In another excellent essay from LARB’s new site, Morten Høi Jensen takes a close look at the work of Martin Amis to discuss the theme of masculinity, the arc of his oeuvre, the seductiveness of his distinct tone and the dangers of falling for it. For more on Amis, check out our expose of Invasion of the Space Invaders, the near-forgotten first work by Amis in which the young author details the gritty world of arcade gaming.
A couple months ago, I linked to a new Granta series in which authors select one of their own first sentences and recall how they came to it. This week, Patrick French explains the first sentence of a nonfiction piece titled “After the War” (available in Granta 125) by digging up an old photograph that shows how the Edwardian English were “stitched and machined into a grid of expectations.”

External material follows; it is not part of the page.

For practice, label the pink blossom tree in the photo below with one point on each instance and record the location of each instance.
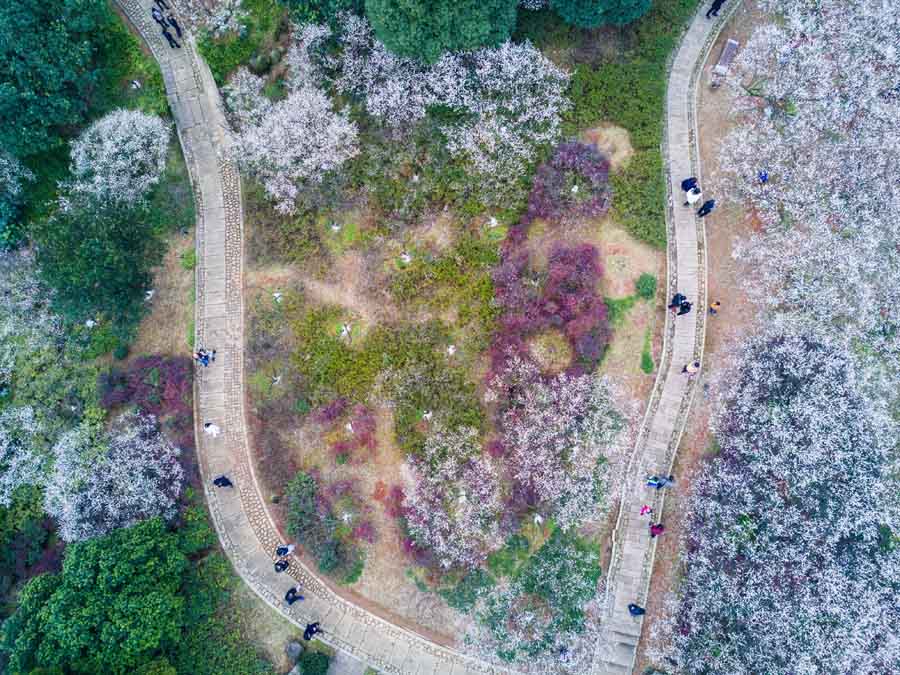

New York Times travel editor Monica Drake recounts visiting Antigua after reading Jamaica Kincaid’s A Small Place—a sharp critique of tourism and the colonialist narrative around the island. As she puts it, “For all the drama of its history, […] the beauty of the place, the very thing that bewitches its tourists, renders it a time capsule to its residents.”
Recommended reading: elderly sisters contend with the youngest dying, in a quietly wry new story by Allegra Goodman at the New Yorker. “She pretended to sleep, and then she really did drop off. When she woke, her sisters were hovering over her. Some of us have overstayed our welcome, Jeanne thought. And then, with sudden shock, No: I’m the one. That would be me.”